Sara Kloepfer
Reporter
Newspapers nation-wide are dying left and right and the San Francisco Chronicle might be the next casualty.
Hearst Corporation, which owns the Chronicle along with 15 other newspapers across the United States, announced Feb. 29 if its unions were unable to provide concessions, the company would seek a buyer for the paper. Union members voted to compromise by cutting at least 150 union jobs, eliminating seniority rights, reducing vacation time, sick leave, and maternity and paternity leave, and expanding workweek hours.
If the savings from these concessions are not enough, and consequently no buyer is found, the Bay Area’s largest and oldest newspaper will close.
“I think it’s messed up that no one can afford to support the paper anymore,” said sophomore Julianna Wetmore.
“It’s wrong to stop supporting it now just because there’s a rough economy. The Chronicle is part of San Francisco.”
The Chronicle intends to maintain its Web site, SFGate.com, but without a print edition to rely on for its information, the site cannot continue to thrive as it has.
“Moving the paper online shows how technology has advanced and is taking over the news industry,” said Wetmore.
Hearst must undergo serious cost reductions in order to save the Chronicle. According to a statement issued by Hearst, the Chronicle lost over $50 million last year and is expected to lose even more in 2009. One of the Chronicle’s main challenges is production and delivery of the newspaper to a weekly subscriber is more than double the cost of the subscription. The Chronicle has raised its home delivery and single-copy prices, outsourced its printing, and considered selling its building. However, in order to break even, the Chronicle must balance its profits from advertising and circulation with its expenses.
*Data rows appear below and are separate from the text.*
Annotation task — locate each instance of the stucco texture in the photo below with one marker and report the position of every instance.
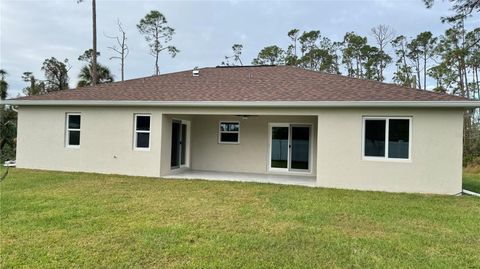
(107, 144)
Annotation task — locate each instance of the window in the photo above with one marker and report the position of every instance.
(142, 132)
(229, 132)
(377, 131)
(73, 130)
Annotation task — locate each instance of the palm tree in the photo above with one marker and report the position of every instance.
(85, 77)
(3, 84)
(94, 32)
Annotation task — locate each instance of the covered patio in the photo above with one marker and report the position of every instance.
(277, 149)
(299, 180)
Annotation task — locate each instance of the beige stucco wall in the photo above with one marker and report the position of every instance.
(436, 165)
(107, 132)
(251, 154)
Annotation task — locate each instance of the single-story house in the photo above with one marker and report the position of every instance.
(270, 123)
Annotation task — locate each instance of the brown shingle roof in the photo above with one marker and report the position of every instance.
(264, 83)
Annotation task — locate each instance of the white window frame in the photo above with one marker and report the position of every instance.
(220, 132)
(135, 132)
(387, 127)
(68, 130)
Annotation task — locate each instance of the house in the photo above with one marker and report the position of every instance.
(270, 123)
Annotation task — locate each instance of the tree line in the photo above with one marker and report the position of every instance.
(452, 60)
(153, 27)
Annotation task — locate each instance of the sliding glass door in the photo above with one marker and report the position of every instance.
(290, 147)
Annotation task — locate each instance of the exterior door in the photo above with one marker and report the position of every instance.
(180, 144)
(290, 147)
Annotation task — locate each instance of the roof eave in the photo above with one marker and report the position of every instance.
(313, 104)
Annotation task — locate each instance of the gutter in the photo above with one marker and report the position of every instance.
(285, 104)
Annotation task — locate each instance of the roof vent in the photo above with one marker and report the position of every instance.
(196, 72)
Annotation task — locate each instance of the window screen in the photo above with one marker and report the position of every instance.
(394, 130)
(142, 131)
(229, 132)
(73, 130)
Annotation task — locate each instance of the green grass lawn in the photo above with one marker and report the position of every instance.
(471, 182)
(64, 220)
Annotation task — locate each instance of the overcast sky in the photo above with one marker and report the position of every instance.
(34, 30)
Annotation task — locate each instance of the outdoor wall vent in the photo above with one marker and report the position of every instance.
(196, 72)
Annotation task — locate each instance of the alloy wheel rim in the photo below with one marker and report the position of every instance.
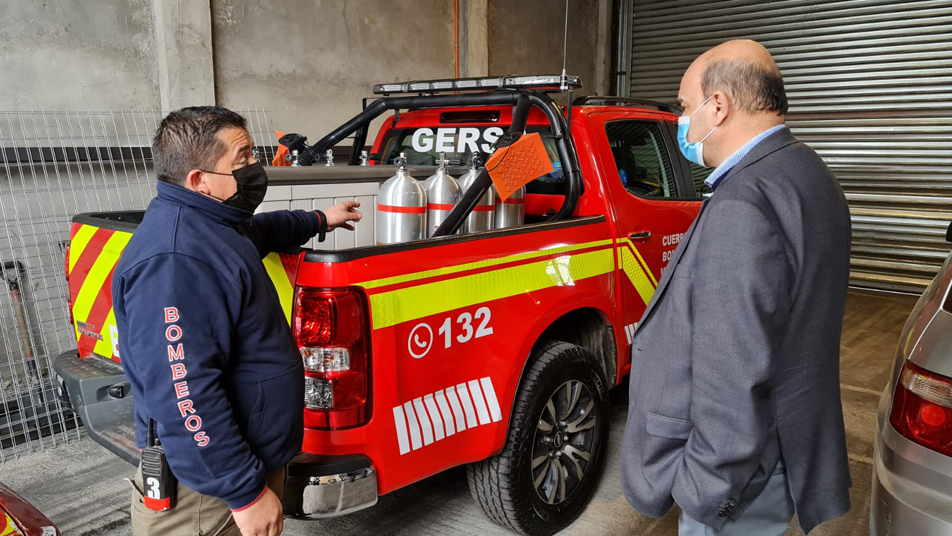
(563, 447)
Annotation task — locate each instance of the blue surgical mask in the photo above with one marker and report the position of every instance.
(694, 152)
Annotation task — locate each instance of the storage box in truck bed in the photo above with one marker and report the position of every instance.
(494, 349)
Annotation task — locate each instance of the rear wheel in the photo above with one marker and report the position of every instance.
(547, 470)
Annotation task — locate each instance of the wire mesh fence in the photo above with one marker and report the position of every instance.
(54, 165)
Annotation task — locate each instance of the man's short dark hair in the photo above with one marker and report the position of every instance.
(188, 139)
(753, 87)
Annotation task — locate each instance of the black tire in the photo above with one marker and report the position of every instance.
(505, 485)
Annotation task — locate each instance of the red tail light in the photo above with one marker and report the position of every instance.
(331, 327)
(922, 408)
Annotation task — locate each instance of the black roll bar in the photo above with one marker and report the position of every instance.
(522, 100)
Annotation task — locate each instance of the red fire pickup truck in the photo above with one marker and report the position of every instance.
(495, 349)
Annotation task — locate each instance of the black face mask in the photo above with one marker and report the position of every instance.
(252, 181)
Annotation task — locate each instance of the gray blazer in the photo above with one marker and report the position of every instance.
(735, 363)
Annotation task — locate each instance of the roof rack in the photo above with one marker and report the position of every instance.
(626, 101)
(535, 82)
“It’s important to keep the paper because even though I don’t read it everyday, when I do read it, it’s very interesting and informative, especially the Datebook section,” said sophomore Bridgette Hanley. “I get so much information from there about concerts, movies, and exhibits in the Bay Area. The promotion of cultural events in the Bay Area from the Datebook helps the art economy, so that might be affected if the Chronicle closes.”
One potential solution to the paper’s financial struggles is to turn the Chronicle into a nonprofit corporation with some continued financial support from Hearst.
Public Relations at the Chronicle declined to comment on this story due to ongoing financial negotiations.
Other companies in charge of major newspapers have struggled to stay afloat financially.
E.W. Scripps, a company owning 17 newspapers across the country, announced Feb. 18 it was introducing widespread pay cuts and suspending some retirement benefits.
In other efforts to alleviate the company’s financial stress, Scripps’ senior managers took pay cuts in January and Scripps will temporarily stop matching employees’ 401(k) plan starting in April. The Scripps pension plan will be frozen so employees can no longer bolster their retirement payments with service time or higher salaries.
Despite these measures, Scripps was unable to continue to finance the Rocky Mountain News, which had to print its last edition Feb. 27.
In the widely popular online video documenting the Rocky’s closing, Rich Boehne, President and CEO of Scripps, addressed a full newsroom with the announcement that the almost 150-year-old paper would be put up for sale.
Boehne said the closing was “something that would’ve been unthinkable just a few months ago, but I think we’ve suddenly found a time in this industry and in this economy when the unthinkable has become the commonplace, unfortunately.”
Editor and publisher John Temple acknowledges that not even the state of the economy could have prepared the staff for the announcement.
“Everybody knew that the newspaper industry is having its troubles, but the actual prospect of losing something that they love, and losing the job that they depend on, was brutal,” said Temple in the video.
Allen Klosowski, formerly of Red Blue America, a Web site that discusses news and politics, agrees that the sudden decline of the newspaper industry has caught people by surprise.
“Obviously there are challenges in the newspaper industry that 20 years ago, nobody anticipated, 10 years ago, were starting to show their head, five years ago, by the time that most newspapers saw it coming, it’s pretty difficult to change their business model that quickly and to adapt,” said Klosowski in the video.
Another newspaper taken down by the economy is the Seattle Post-Intelligencer. Hearst announced the closure of the 146-year old newspaper, Seattle’s oldest business, March 16.
In the online video documenting editor and publisher Roger Oglesby’s speech the morning of its closure, Oglesby addressed the newsroom, saying, “Tonight we’ll be putting the paper to bed for the last time. But the bloodline will live on.”
Olgesby was referring to the 40-person staff that continues its online publication, SeattlePI.com.
“Hearst fought for years to keep this place going, but time and these rotten economic conditions finally caught up with us,” said Oglesby in the video. “But there’s another part to this story and I’m not going to let you forget it. It’s the part that has to do with what will live on, and who’s responsible for it.”
In a time when newsprint is being replaced by downloadable stories, Oglesby’s parting words to his staff set a positive example for other papers facing possible termination: “This is a great newspaper, and has been for a long time. Let’s show the world it still is. Let’s show them what we can do. One more time.”